Teachers’ expectations and concerns about introducing Virtual Patients in a clinical course
Samuel Edelbring, Nabil Zary VP-lab, CME KI Sweden
Organisation culture plays a role in diffusion of new technology (Rogers 2003) • A part of our culture is course directors and teachers. • Their expectations are important to bring out in an implementation process.
research question for this investigation What possibilities do teachers see with virtual patients and what concerns do they have about introducing VPs in their course?
Setting of the investigation Course planning group with Web-SP implementation at 4 hospitals sharing the same cases in similar course. Expectations and concerns were investigated before the actual use of VPs. Open ended questions in written form.
Questions in the form In what way do you believe that the VP-activity will contribute to student learning in your course? What general expectations do you have on the VP activity? Do you have any concerns regarding the use of VPs?
Result 12 forms handed out, 8 returned (67% response rate) containing free text expectations and concerns.
Expectations regarding contributions to student learning Content of the VPs as such and functionality, “opening up” the diagnostic reasoning process and the relation to real patient contact. It will provide an overview of different reasoning paths. Support and activate students’ own clinical reasoning. Give an understanding of how patient interview and investigations work together like tools on the way to finding a diagnosis. Expose students to the variety of lab tests and different investigation methods that are available. This will be more process oriented than previous paper cases in seminars. It will prepare students well before meeting actual patients.
General expectations on VP course activity How students will use the software and its role in the course. I hope that students will sit at home in piece and quiet to reflect over potential differential diagnoses. This will complement the actual clinical experience. It is better to instead use the valuable course time for actual patient encounters. This is a fun variation to the traditional seminar. The reusability and scalability aspect is valuable.
Concerns Worries about upcoming technical problems, creation of cases, levels of cases and that VPs would replace real patient contact. It must not replace patient-doctor encounter. That there will be technical problems of accessability or slow functionality. That the level of difficulty will be to low/high. That students don’t work through the cases properly at home. That teachers will find case creation too time consuming and difficult. That students will use the VPs at the expense of reading course literature.
Two views of learning reflected in the material Learning as acquiring new factual knowledge and remembering: ”active students learn more/remembers easier the important stuff”, ”there is a risk that students read to little in the textbook and thus not really gain new knowledge” Learning as processing and integrating existing knowledge, applying/trying out/training of investigation techniques: ”To learn to gather data in order to reach a diagnosis” ”This can give an increased understanding of how the patient interview and physical examinations should be structured”, ”a tool for integrating students’ knowledge of the different parts of the course”
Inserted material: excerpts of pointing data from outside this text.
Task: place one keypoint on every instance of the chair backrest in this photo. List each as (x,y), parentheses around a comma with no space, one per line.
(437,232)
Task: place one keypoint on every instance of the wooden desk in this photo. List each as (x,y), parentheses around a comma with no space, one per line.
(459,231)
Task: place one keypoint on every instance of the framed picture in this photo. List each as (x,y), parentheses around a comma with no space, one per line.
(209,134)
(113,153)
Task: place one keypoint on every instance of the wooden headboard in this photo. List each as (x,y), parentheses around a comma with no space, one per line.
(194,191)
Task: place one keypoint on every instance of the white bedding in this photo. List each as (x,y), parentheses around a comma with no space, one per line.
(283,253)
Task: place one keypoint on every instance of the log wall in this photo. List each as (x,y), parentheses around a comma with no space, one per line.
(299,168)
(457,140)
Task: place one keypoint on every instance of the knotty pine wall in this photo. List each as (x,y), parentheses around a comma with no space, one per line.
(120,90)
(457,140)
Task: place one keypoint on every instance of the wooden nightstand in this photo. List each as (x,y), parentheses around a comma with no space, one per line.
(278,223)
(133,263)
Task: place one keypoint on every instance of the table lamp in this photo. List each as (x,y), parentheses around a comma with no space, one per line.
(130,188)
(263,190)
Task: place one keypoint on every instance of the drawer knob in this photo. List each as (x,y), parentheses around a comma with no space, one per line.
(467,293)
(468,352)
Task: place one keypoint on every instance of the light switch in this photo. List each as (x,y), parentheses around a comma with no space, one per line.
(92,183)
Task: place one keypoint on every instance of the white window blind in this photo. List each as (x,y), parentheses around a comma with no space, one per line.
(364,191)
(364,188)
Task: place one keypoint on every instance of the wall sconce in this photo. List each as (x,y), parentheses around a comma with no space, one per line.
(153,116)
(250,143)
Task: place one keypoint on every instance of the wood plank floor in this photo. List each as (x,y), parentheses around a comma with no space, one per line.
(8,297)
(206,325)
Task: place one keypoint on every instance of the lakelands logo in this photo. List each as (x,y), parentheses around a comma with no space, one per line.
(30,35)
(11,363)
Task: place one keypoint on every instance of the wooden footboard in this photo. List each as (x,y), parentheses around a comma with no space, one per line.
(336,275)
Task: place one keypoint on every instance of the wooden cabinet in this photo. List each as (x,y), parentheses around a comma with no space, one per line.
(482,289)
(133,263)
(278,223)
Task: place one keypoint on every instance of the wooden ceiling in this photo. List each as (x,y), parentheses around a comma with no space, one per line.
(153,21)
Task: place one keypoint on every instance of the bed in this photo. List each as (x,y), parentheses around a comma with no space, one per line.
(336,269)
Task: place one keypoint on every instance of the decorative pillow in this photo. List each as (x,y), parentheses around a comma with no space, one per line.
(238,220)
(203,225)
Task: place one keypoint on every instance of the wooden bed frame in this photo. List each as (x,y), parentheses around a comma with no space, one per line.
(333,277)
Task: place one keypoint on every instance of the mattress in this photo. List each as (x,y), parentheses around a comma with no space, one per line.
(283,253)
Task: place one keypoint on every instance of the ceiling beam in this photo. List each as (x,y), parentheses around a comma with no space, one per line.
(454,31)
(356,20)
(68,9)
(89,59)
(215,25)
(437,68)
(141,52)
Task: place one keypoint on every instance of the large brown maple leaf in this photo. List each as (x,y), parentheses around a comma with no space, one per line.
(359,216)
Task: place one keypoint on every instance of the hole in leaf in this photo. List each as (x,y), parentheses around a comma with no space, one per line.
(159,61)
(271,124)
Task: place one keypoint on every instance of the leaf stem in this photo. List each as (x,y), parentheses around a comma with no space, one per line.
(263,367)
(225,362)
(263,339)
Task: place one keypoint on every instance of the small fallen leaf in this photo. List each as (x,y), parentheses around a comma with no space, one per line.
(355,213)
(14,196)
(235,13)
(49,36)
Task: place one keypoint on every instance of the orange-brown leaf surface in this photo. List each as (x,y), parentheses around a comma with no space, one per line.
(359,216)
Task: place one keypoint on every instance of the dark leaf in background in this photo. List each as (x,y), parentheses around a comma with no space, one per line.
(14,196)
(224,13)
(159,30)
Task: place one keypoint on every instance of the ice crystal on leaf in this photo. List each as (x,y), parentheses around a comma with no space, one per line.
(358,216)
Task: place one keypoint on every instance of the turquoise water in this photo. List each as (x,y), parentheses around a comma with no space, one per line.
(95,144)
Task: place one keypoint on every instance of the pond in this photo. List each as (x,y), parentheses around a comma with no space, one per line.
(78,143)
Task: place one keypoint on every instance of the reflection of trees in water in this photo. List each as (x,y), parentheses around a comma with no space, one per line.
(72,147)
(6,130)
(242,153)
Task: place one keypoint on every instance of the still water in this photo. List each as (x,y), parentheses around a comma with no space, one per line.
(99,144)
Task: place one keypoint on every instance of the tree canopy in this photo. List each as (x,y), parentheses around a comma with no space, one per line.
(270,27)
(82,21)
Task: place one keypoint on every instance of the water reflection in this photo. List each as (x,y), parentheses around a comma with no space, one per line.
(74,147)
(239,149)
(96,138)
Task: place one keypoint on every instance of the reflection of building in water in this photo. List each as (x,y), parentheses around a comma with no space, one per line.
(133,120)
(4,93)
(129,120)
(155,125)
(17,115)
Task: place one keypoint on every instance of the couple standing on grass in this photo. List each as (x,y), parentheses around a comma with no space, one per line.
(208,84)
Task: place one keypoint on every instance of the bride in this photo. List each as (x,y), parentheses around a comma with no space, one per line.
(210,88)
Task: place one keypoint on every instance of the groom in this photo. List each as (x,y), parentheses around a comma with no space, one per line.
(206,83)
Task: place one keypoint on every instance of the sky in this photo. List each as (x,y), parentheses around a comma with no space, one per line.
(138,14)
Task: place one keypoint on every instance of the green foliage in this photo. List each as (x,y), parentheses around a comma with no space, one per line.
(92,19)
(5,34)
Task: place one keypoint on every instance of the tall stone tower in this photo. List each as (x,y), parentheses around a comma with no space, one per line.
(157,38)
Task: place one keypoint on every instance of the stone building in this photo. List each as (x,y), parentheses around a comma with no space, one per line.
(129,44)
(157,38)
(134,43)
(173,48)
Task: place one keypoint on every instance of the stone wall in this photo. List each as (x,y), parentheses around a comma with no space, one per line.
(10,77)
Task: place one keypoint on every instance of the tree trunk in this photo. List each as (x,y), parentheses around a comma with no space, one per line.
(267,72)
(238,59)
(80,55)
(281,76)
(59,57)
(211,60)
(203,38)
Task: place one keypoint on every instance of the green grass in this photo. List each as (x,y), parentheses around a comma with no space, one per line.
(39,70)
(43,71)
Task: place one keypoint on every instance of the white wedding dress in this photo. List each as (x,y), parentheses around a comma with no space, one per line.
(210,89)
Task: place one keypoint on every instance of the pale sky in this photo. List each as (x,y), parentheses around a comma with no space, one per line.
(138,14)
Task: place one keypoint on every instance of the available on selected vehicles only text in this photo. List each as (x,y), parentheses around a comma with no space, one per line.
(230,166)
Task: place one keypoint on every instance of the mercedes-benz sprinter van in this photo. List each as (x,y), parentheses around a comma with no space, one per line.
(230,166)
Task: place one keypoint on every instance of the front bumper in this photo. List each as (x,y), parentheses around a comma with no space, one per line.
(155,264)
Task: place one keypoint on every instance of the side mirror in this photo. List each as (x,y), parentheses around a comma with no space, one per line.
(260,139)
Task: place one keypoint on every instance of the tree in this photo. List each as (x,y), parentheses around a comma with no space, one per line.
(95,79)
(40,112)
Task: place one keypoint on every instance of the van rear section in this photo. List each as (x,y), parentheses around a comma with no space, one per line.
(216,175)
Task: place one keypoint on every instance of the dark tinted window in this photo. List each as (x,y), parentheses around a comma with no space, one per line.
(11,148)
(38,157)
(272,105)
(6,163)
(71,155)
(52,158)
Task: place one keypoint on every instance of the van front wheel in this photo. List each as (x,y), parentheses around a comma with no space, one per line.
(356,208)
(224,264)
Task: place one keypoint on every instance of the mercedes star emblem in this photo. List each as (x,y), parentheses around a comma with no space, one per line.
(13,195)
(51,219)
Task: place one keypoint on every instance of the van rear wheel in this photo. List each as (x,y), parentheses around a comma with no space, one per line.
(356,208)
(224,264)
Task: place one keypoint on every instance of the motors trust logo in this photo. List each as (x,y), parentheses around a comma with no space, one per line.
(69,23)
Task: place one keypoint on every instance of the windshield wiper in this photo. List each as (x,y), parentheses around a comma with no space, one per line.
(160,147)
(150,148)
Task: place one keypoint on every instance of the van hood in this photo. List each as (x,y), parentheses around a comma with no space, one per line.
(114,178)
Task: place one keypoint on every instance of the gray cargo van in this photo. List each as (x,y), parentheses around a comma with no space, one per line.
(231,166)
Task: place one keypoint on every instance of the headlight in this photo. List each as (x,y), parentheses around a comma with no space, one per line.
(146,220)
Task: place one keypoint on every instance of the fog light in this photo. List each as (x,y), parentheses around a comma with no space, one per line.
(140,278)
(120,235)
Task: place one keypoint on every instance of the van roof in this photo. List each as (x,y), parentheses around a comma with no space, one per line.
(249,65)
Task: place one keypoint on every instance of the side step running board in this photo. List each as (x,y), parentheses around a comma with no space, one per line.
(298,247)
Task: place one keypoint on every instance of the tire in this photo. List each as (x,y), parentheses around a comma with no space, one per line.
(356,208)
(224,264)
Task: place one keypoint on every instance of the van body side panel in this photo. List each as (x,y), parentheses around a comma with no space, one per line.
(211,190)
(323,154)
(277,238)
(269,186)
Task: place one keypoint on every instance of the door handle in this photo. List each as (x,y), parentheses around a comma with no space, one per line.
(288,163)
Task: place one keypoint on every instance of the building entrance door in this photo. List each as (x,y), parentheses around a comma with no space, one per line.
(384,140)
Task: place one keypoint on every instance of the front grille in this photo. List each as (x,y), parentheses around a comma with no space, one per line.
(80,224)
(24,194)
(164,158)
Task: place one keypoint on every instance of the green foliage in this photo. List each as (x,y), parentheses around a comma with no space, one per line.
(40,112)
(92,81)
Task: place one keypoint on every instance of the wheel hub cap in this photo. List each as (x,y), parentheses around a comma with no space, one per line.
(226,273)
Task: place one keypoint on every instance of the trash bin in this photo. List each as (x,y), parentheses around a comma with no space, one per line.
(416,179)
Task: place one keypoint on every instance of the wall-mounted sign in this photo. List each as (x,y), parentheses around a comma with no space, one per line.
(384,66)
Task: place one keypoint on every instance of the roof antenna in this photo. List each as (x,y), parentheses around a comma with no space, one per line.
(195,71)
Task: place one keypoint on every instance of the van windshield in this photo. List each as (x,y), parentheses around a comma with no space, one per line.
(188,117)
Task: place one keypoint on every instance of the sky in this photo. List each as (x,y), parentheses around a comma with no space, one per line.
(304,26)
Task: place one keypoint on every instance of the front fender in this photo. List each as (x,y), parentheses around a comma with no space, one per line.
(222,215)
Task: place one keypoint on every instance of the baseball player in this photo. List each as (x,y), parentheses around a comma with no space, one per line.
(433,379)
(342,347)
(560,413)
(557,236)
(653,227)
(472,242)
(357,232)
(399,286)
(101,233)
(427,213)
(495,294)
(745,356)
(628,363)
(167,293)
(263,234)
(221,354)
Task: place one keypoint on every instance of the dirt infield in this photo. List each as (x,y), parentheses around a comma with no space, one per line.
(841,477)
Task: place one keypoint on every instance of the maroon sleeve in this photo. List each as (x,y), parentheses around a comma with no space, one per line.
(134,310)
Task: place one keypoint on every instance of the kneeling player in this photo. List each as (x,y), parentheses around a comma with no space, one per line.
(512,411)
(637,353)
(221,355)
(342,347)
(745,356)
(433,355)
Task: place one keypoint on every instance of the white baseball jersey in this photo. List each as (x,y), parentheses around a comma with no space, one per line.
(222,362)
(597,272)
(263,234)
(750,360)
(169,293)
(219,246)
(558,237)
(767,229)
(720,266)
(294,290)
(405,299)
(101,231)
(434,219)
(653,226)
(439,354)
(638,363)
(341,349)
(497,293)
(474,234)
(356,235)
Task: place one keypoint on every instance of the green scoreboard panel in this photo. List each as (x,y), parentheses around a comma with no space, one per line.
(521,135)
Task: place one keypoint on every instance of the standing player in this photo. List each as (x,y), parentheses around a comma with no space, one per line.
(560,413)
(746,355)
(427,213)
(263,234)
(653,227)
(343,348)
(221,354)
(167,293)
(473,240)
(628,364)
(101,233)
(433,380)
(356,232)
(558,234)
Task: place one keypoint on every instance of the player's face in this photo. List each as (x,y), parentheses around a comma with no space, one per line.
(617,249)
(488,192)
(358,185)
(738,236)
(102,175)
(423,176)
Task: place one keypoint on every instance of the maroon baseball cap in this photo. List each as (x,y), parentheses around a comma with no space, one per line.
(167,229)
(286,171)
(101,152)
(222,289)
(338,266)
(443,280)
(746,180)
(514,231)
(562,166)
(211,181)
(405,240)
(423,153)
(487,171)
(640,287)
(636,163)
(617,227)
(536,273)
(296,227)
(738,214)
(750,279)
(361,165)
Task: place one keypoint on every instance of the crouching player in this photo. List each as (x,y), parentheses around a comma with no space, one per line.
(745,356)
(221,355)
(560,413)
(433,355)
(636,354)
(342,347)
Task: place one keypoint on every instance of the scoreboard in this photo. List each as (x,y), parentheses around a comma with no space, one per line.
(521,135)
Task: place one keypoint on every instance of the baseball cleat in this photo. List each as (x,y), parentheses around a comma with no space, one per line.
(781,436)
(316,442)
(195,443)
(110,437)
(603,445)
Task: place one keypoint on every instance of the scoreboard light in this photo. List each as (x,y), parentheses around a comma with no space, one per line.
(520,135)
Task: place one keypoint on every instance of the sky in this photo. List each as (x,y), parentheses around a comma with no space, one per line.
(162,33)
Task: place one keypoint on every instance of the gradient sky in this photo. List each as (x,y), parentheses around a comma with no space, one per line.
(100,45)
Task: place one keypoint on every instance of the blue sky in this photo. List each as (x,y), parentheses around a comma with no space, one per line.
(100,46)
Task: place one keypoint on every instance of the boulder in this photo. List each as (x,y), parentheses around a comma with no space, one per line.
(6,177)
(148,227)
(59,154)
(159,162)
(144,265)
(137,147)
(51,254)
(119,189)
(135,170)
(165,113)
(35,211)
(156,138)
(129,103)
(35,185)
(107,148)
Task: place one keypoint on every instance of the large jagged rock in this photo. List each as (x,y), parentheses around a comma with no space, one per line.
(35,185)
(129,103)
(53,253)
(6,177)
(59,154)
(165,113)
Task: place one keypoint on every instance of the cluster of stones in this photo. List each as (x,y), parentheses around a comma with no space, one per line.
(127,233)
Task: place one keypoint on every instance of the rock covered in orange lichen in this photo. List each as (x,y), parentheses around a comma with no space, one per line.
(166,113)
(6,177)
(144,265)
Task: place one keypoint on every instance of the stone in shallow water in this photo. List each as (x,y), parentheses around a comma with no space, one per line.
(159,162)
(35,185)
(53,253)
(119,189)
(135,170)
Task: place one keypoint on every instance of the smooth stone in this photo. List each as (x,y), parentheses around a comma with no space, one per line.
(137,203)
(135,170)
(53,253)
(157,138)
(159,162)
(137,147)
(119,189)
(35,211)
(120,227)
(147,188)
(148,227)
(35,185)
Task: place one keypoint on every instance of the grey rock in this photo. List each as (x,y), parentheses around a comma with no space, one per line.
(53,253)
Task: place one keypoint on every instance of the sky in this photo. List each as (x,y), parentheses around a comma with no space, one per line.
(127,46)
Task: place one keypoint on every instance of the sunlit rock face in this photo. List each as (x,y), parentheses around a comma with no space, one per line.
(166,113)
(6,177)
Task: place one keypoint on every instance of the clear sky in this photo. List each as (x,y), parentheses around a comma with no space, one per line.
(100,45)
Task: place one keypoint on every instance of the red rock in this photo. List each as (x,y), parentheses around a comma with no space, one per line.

In what learning aspect can VPs contribute their full potential? Results overlayed on Miller’s Model for assessment of clinical competence (Miller 1990) processing and performing
acquiring new knowledge and remembering
Summary We believe that teachers and course directors have a key position in defining the role of VPs in health science education. Expectations and concerns with teachers can brought forward by using open ended questions in a written form. Expectations on student learning with VPs vary between acquisition of factual knowledge and higher order clinical reasoning. Interesting to follow up teachers conceptions after more experience with VPs.